Ondřej Surý [Thu, 12 Nov 2020 09:32:18 +0000 (10:32 +0100)]
Refactor netmgr and add more unit tests
This is a part of the works that intends to make the netmgr stable,
testable, maintainable and tested. It contains a numerous changes to
the netmgr code and unfortunately, it was not possible to split this
into smaller chunks as the work here needs to be committed as a complete
works.
NOTE: There's a quite a lot of duplicated code between udp.c, tcp.c and
tcpdns.c and it should be a subject to refactoring in the future.
The changes that are included in this commit are listed here
(extensively, but not exclusively):
* The netmgr_test unit test was split into individual tests (udp_test,
tcp_test, tcpdns_test and newly added tcp_quota_test)
* The udp_test and tcp_test has been extended to allow programatic
failures from the libuv API. Unfortunately, we can't use cmocka
mock() and will_return(), so we emulate the behaviour with #define and
including the netmgr/{udp,tcp}.c source file directly.
* The netievents that we put on the nm queue have variable number of
members, out of these the isc_nmsocket_t and isc_nmhandle_t always
needs to be attached before enqueueing the netievent_<foo> and
detached after we have called the isc_nm_async_<foo> to ensure that
the socket (handle) doesn't disappear between scheduling the event and
actually executing the event.
* Cancelling the in-flight TCP connection using libuv requires to call
uv_close() on the original uv_tcp_t handle which just breaks too many
assumptions we have in the netmgr code.
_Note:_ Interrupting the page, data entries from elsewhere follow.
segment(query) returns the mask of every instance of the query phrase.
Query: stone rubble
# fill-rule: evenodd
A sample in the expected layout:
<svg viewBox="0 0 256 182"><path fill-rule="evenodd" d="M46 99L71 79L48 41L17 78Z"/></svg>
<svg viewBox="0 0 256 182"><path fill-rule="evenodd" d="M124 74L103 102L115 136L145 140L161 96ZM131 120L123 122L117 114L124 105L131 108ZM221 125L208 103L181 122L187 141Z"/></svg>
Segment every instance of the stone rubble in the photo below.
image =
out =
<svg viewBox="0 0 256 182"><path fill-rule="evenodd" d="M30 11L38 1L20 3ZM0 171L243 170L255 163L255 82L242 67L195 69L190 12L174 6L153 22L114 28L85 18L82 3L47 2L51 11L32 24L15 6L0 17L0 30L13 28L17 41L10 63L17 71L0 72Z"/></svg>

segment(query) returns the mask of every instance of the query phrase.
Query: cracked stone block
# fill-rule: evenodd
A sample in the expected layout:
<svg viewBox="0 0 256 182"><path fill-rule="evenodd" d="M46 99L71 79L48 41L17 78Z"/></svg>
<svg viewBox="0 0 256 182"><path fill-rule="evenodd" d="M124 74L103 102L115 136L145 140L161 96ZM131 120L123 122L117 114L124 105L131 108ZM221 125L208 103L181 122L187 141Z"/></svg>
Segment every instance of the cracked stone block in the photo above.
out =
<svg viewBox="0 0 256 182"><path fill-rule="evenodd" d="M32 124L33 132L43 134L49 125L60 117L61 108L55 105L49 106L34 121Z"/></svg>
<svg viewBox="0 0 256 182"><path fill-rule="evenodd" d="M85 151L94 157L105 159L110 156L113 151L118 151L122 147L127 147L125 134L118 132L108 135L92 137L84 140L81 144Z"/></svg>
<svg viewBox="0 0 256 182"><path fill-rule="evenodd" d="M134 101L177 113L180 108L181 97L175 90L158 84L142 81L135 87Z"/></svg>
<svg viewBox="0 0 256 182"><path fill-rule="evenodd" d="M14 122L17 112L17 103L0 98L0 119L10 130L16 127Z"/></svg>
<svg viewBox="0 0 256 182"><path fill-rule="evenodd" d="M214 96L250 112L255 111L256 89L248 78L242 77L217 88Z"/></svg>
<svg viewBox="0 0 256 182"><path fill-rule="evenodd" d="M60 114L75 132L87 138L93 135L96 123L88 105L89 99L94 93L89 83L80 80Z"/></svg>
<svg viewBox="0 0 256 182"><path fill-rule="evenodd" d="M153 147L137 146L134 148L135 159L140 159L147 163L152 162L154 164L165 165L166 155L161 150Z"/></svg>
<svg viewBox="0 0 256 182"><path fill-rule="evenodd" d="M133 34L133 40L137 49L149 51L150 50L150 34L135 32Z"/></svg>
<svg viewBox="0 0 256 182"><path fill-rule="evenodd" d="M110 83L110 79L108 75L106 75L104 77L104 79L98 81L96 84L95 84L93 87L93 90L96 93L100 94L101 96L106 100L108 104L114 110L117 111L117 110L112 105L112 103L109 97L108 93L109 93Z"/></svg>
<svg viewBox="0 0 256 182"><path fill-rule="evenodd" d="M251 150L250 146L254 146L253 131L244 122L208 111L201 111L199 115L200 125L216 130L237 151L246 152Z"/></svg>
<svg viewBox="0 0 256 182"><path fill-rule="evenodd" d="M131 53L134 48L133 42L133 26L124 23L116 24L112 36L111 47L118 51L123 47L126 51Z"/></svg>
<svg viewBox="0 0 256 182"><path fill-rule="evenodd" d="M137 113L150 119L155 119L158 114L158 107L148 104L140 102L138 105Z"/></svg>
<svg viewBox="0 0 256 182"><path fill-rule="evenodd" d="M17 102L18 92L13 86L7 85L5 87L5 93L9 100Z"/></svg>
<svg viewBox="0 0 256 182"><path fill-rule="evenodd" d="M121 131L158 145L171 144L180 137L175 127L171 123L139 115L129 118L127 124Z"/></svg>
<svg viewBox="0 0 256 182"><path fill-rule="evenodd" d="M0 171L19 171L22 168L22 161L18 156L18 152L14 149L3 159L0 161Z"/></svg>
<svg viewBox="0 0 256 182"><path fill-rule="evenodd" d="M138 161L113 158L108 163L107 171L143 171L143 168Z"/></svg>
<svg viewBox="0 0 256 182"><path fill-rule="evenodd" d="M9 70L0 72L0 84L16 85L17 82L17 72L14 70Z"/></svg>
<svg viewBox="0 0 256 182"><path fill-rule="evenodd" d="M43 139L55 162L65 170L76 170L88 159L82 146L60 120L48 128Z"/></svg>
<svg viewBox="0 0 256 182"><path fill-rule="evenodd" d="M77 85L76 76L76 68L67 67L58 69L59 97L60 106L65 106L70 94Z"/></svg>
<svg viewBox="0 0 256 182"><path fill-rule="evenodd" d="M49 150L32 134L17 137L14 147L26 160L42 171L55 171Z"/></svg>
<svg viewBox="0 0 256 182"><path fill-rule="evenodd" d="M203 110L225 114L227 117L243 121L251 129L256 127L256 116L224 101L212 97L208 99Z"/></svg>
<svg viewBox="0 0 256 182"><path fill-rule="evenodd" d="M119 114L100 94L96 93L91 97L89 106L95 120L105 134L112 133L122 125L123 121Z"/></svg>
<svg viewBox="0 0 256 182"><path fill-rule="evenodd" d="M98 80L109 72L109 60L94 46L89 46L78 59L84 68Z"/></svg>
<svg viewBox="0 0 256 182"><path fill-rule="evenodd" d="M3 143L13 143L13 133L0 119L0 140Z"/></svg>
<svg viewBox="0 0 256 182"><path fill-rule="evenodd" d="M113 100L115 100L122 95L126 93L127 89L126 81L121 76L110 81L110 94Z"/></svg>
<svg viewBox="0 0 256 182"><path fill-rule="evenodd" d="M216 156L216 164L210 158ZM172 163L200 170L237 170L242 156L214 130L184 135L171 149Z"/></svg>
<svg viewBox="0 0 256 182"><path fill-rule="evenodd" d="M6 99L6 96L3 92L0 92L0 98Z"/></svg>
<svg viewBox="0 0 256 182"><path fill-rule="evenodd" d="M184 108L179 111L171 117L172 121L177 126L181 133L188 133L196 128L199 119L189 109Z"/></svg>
Instead of using uv_timer for
TCP connection timeouts, we use platform specific socket option.
* Fix the synchronization between {nm,async}_{listentcp,tcpconnect}
When isc_nm_listentcp() or isc_nm_tcpconnect() is called it was
waiting for socket to either end up with error (that path was fine) or
to be listening or connected using condition variable and mutex.
Several things could happen:
0. everything is ok
1. the waiting thread would miss the SIGNAL() - because the enqueued
event would be processed faster than we could start WAIT()ing.
In case the operation would end up with error, it would be ok, as
the error variable would be unchanged.
2. the waiting thread miss the sock->{connected,listening} = `true`
would be set to `false` in the tcp_{listen,connect}close_cb() as
the connection would be so short lived that the socket would be
closed before we could even start WAIT()ing
* The tcpdns has been converted to using libuv directly. Previously,
the tcpdns protocol used tcp protocol from netmgr, this proved to be
very complicated to understand, fix and make changes to. The new
tcpdns protocol is modeled in a similar way how tcp netmgr protocol. Closes: #2194, #2283, #2318, #2266, #2034, #1920
* The tcp and tcpdns is now not using isc_uv_import/isc_uv_export to
pass accepted TCP sockets between netthreads, but instead (similar to
UDP) uses per netthread uv_loop listener. This greatly reduces the
complexity as the socket is always run in the associated nm and uv
loops, and we are also not touching the libuv internals.
There's an unfortunate side effect though, the new code requires
support for load-balanced sockets from the operating system for both
UDP and TCP (see #2137). If the operating system doesn't support the
load balanced sockets (either SO_REUSEPORT on Linux or SO_REUSEPORT_LB
on FreeBSD 12+), the number of netthreads is limited to 1.
* The netmgr has now two debugging #ifdefs:
1. Already existing NETMGR_TRACE prints any dangling nmsockets and
nmhandles before triggering assertion failure. This options would
reduce performance when enabled, but in theory, it could be enabled
on low-performance systems.
2. New NETMGR_TRACE_VERBOSE option has been added that enables
extensive netmgr logging that allows the software engineer to
precisely track any attach/detach operations on the nmsockets and
nmhandles. This is not suitable for any kind of production
machine, only for debugging.
* The tlsdns netmgr protocol has been split from the tcpdns and it still
uses the old method of stacking the netmgr boxes on top of each other.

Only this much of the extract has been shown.